A Case of the Early Jitters
By Briana, age 17, New York
I'm sick. It's the first day back to school after the winter break and I didn't go. I have double ear infections and a sinus infection so bad that I can't believe I'm sitting here at my computer. I think my head might explode ... or just fall off, because it feels like it weighs 100 pounds.
Tonight is the first episode of the second season of The Secret Life of the American Teenager. Even though I don't feel good, my next door neighbor is coming over, and I cannot wait to watch it. We had an ice storm last night, causing 2 hour delays for school all over the place. My boyfriend just called from work on his break to see how I felt. Tomorrow is the start of a new marking period at school. I get to start 'Participation in Government'. The brake lights in my car were fixed today, along with an oil change. They've been blown out for about a month now.
All of that stuff is irrelevant. It doesn't need to be known by anyone but me. What else is going on though? What else is going on that could put all of these little things into perspective? Could it be that this is my senior year? I guess it could be. I guess it could be that every waking second of the day I don't worry about all of the little details that are going on. I worry about what's going to be going on. I worry about everything that is happening 7 or 8 months from now, rather than what is going on with me now. Knowing me, I'm not one to worry. Now though, now I have a completely different outlook on everything.
All I think about is what's going to be happening in August. That's when Josh (my boyfriend of 1 ½ years) will be going far away. I've made a promise to myself that I'll drive the 5 ½ hours each way to see him every other weekend. When I say 'far away' I mean to collage. They sent him a scholarship, which made him ecstatic. That's also when my best friend (aka my other half of 13 years) will be going away. Not as far as Josh, only an hour and a half drive. Will we stay best friends?

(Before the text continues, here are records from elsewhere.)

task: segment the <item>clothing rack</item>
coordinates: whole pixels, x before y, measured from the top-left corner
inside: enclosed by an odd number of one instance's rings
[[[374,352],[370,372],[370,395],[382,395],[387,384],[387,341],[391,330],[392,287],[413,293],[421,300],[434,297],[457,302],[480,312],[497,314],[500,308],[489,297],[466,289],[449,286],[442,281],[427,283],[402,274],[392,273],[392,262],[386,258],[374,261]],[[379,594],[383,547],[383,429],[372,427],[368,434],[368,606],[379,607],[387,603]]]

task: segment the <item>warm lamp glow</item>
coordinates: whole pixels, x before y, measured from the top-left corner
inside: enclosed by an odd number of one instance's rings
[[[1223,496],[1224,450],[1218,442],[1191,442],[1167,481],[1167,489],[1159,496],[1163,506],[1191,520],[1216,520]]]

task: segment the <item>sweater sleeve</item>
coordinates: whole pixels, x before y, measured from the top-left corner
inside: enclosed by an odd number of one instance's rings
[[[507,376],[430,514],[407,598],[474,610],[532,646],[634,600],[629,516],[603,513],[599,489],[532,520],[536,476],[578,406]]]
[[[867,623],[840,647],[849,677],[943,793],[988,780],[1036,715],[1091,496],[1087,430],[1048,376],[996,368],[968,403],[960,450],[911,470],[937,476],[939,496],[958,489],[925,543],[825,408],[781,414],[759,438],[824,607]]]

I have an internship starting as soon as I go back to school tomorrow. If this means me moving onto bigger and better things, as far as not working at McDonalds anymore, then that's great. I'm going to the college down the road and will be interning at the preschool that is connected to it. My teacher said they offer jobs to girls who are going to be attending college there in the fall. They even make your work schedule right around your class schedule. It would be perfect for me.

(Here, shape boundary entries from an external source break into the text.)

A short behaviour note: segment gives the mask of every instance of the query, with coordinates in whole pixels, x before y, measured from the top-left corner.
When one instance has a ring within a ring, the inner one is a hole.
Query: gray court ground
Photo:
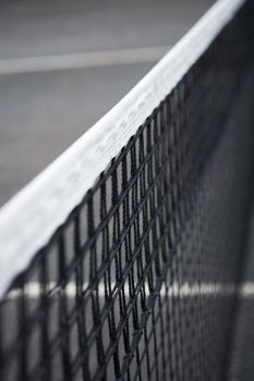
[[[1,1],[0,206],[119,101],[213,2]]]

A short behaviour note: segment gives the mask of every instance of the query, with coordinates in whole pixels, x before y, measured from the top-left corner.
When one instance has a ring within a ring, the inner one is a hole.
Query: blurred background
[[[116,105],[213,0],[0,2],[0,206]]]

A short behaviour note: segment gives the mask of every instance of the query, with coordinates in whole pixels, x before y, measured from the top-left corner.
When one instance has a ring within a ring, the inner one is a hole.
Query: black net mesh
[[[252,20],[249,1],[13,282],[1,380],[227,378],[253,196]]]

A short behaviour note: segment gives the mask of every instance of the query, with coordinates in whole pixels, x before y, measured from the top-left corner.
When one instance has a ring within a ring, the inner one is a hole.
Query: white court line
[[[217,1],[111,111],[0,209],[0,298],[244,3]]]
[[[160,46],[71,54],[0,59],[0,75],[155,62],[160,60],[169,49],[168,46]]]
[[[114,288],[114,285],[112,283],[111,290]],[[83,290],[87,290],[88,283],[84,283]],[[51,296],[56,296],[61,292],[64,292],[64,294],[68,297],[74,298],[76,295],[76,285],[74,282],[70,282],[66,284],[65,288],[56,288],[56,282],[49,282],[47,284],[47,288],[53,290]],[[116,290],[116,292],[118,288]],[[28,298],[38,298],[40,296],[40,284],[38,282],[31,282],[25,285],[25,296]],[[149,295],[149,288],[148,284],[145,283],[145,292],[147,295]],[[129,297],[129,285],[126,284],[124,287],[125,296]],[[98,294],[101,297],[105,297],[105,285],[104,283],[98,284]],[[233,284],[223,284],[223,283],[182,283],[179,284],[178,282],[172,283],[168,290],[166,290],[165,284],[162,284],[162,287],[160,290],[161,296],[178,296],[178,297],[194,297],[194,296],[227,296],[227,295],[233,295],[239,294],[240,297],[243,298],[253,298],[254,297],[254,283],[246,282],[243,283],[240,286],[235,286]],[[21,292],[19,290],[13,290],[7,295],[7,299],[15,299],[21,295]]]

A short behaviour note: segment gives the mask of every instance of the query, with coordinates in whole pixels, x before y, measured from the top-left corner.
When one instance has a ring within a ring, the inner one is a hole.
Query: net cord
[[[245,0],[219,0],[101,120],[0,209],[0,298]]]

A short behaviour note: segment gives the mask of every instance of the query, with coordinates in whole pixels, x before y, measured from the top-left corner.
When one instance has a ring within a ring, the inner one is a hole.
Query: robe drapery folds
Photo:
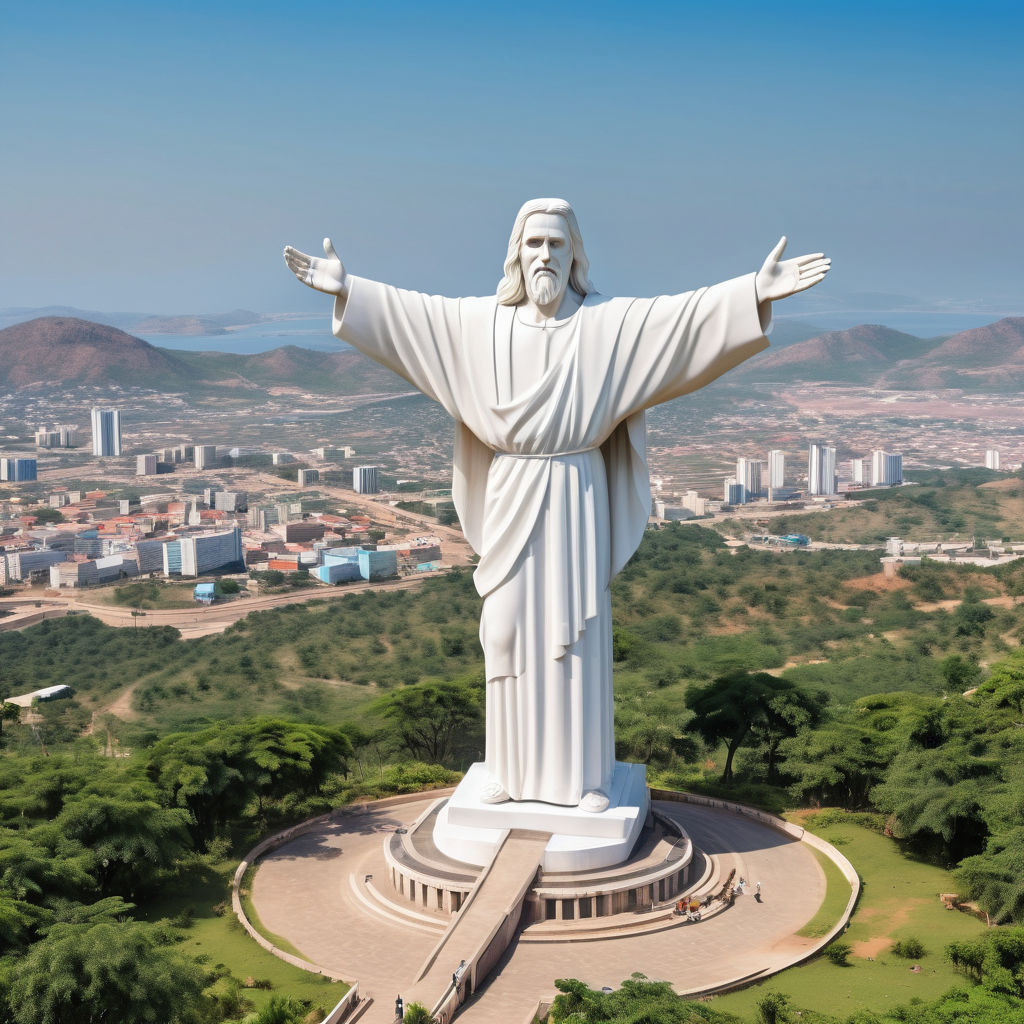
[[[589,295],[543,326],[494,297],[349,276],[333,328],[456,421],[453,498],[480,556],[489,773],[514,800],[607,794],[608,585],[650,514],[643,411],[767,346],[754,274],[653,299]]]

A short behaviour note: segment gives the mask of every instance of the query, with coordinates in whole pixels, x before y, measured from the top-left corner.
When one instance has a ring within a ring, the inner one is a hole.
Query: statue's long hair
[[[590,295],[597,289],[590,282],[590,261],[583,248],[583,236],[577,223],[572,207],[563,199],[531,199],[523,203],[516,214],[512,225],[512,237],[509,239],[509,251],[505,257],[505,276],[498,283],[498,301],[503,306],[517,306],[526,298],[526,285],[522,278],[522,265],[519,262],[519,247],[522,245],[522,232],[526,218],[534,213],[557,214],[565,219],[569,228],[569,240],[572,243],[572,265],[569,268],[569,287],[580,295]]]

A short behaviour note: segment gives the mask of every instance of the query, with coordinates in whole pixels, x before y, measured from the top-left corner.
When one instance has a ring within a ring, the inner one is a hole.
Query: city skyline
[[[23,7],[0,308],[319,311],[281,249],[328,233],[353,272],[487,293],[518,205],[564,194],[607,294],[756,269],[785,232],[836,261],[786,313],[1020,313],[1022,17]]]

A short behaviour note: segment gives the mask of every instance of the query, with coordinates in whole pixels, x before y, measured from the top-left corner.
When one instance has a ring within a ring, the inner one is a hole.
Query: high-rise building
[[[121,455],[121,411],[92,411],[92,454],[102,459]]]
[[[217,464],[217,445],[197,444],[195,456],[197,469],[212,469]]]
[[[356,466],[352,470],[352,489],[360,495],[376,495],[380,492],[377,466]]]
[[[36,479],[35,459],[0,459],[0,480],[24,483]]]
[[[903,456],[883,452],[871,453],[871,486],[892,486],[903,482]]]
[[[164,571],[185,577],[243,564],[242,530],[238,526],[219,534],[180,537],[164,545]]]
[[[809,495],[835,495],[836,449],[829,444],[811,444],[807,450],[807,493]]]
[[[348,444],[342,445],[342,447],[337,449],[313,449],[312,453],[317,459],[324,462],[344,462],[346,459],[351,459],[355,455],[355,449]]]
[[[74,447],[78,428],[70,423],[58,423],[52,430],[41,426],[36,431],[37,447]]]
[[[683,508],[689,509],[694,515],[707,515],[708,499],[701,498],[695,490],[687,490],[683,495]]]
[[[722,501],[726,505],[742,505],[745,500],[743,485],[734,476],[727,476]]]
[[[764,460],[744,459],[742,456],[736,460],[736,482],[743,488],[743,504],[754,501],[763,494],[764,476]]]

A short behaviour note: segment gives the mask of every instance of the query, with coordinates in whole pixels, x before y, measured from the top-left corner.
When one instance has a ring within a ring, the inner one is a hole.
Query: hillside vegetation
[[[936,514],[948,514],[938,501]],[[926,561],[897,579],[879,568],[877,552],[729,548],[694,524],[649,531],[612,584],[618,756],[645,762],[655,784],[839,808],[880,842],[953,867],[993,921],[1024,923],[1024,562]],[[17,979],[38,981],[46,943],[57,955],[61,936],[79,936],[61,923],[101,950],[113,939],[90,930],[133,921],[148,956],[164,933],[145,929],[169,927],[152,924],[155,894],[193,878],[197,857],[212,870],[274,823],[457,777],[482,749],[478,614],[470,574],[454,572],[191,641],[84,615],[0,636],[0,694],[75,690],[36,709],[32,728],[2,723],[0,907],[14,950],[3,998],[26,1005],[34,989]],[[96,801],[113,804],[97,816]],[[116,852],[158,847],[144,863]],[[115,854],[100,863],[103,849]],[[148,916],[104,902],[129,897]],[[1004,978],[1002,952],[957,955],[970,984]],[[164,969],[203,1019],[241,1014],[226,975],[187,957]],[[1007,985],[1012,1008],[1022,993]]]

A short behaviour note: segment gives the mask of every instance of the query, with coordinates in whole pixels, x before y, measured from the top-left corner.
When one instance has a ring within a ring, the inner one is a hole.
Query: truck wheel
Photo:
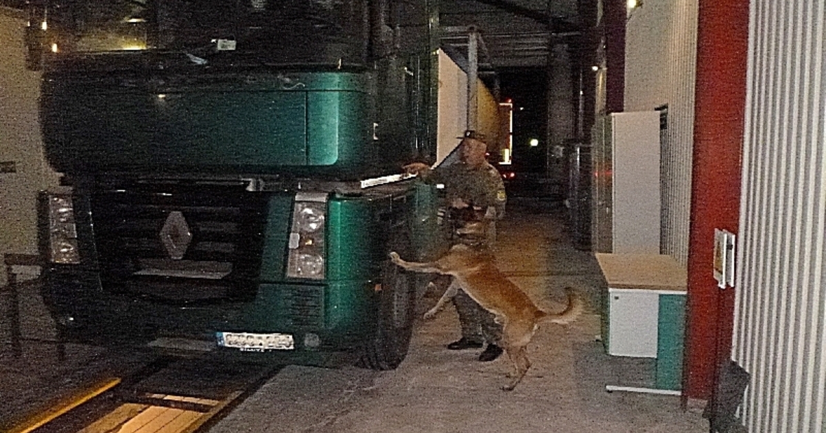
[[[415,279],[389,260],[382,265],[382,292],[376,332],[365,344],[359,365],[393,369],[407,355],[415,313]]]

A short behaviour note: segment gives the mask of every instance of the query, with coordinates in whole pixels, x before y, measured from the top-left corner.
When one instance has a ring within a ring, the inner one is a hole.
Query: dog
[[[485,248],[458,243],[435,261],[427,263],[406,261],[395,252],[390,253],[390,258],[407,271],[453,276],[436,305],[425,313],[425,318],[434,318],[459,289],[496,316],[496,322],[502,325],[502,346],[514,369],[510,383],[502,387],[506,391],[516,388],[530,368],[527,346],[539,323],[548,321],[567,325],[584,310],[582,298],[571,288],[566,289],[568,304],[562,313],[553,314],[539,309],[496,267],[493,254]]]

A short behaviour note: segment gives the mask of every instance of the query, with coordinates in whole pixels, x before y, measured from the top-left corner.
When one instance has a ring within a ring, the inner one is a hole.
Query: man
[[[481,237],[463,237],[451,228],[451,242],[463,242],[472,246],[493,247],[495,237],[494,221],[505,214],[505,185],[499,172],[487,162],[487,145],[485,137],[474,130],[467,130],[458,137],[459,158],[458,163],[439,167],[431,170],[422,162],[405,166],[405,170],[415,173],[430,184],[444,184],[445,205],[448,207],[446,222],[449,227],[460,227],[463,219],[482,218],[487,219],[487,233]],[[493,314],[482,308],[467,294],[459,290],[453,298],[453,305],[459,315],[462,338],[448,345],[448,349],[481,348],[487,341],[487,347],[479,355],[480,361],[491,361],[502,353],[500,347],[501,325],[493,321]]]

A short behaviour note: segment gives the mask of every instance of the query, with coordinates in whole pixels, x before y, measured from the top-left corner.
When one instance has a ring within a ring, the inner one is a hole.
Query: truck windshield
[[[183,53],[265,64],[363,64],[368,0],[56,0],[59,57]]]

I guess what I'm wondering is why I'm worrying about this so early. I've always been told that I'm mature for my age. Even when I was little I would insist on doing things on my own. I guess that's why no one was surprised when I was 10 years old and allowed to walk around my circle neighborhood. Not just alone, but with my 4 month old little brother strapped on the front of me in his baby bouncer. I've always done things on my own. I've made deadlines for school papers by drawing out time charts, helped out my school's counseling center by running my own on the side, and have even babysat all the children in my neighborhood by myself since I was 9.
Why is it that when it comes to filling out scholarships and going to financial aid nights I just keep putting it off? It's not that I'm not excited, because I am. I think it's just that I don't want to be responsible for everything that gets thrown my way. I've realized I need to let a lot of things go, and handle things that are important. I need to let my friends do what they want. I can only hope to stay in touch as much as possible. I need to go to the college I want to go to because it's best for me. I can't go somewhere else because my boyfriend is going there. I can go visit him like I want to though, and that's part of the responsibility I'll need to take on.
I'm not saying I have everything figured out, and that I'm not pulling my hair out about it any more, because I am. If I have to go through the next 5 months of school and then through the 2 months of summer worried about it, then so be it. I can only ask my friends if we'll stay in touch so much. I can only ask my boyfriend if he's sure he won't change so much. I can only go on worrying myself about it so much.
If everything backfires on me, then that's how things are supposed to be. Things happen so that better things can become. I can fill up the time I spend worrying by trying to wonder about all the new and better things that can come along. I'll make new friends, but I'll still keep the old ones. I'll take on new responsibilities, but they'll pay off. I can also take things one day at a time, because you can only do what you believe to be best for you.
P.S. I'm sure I'll be letting you all know what's happened next year at this time, and just how worry-free about college I am.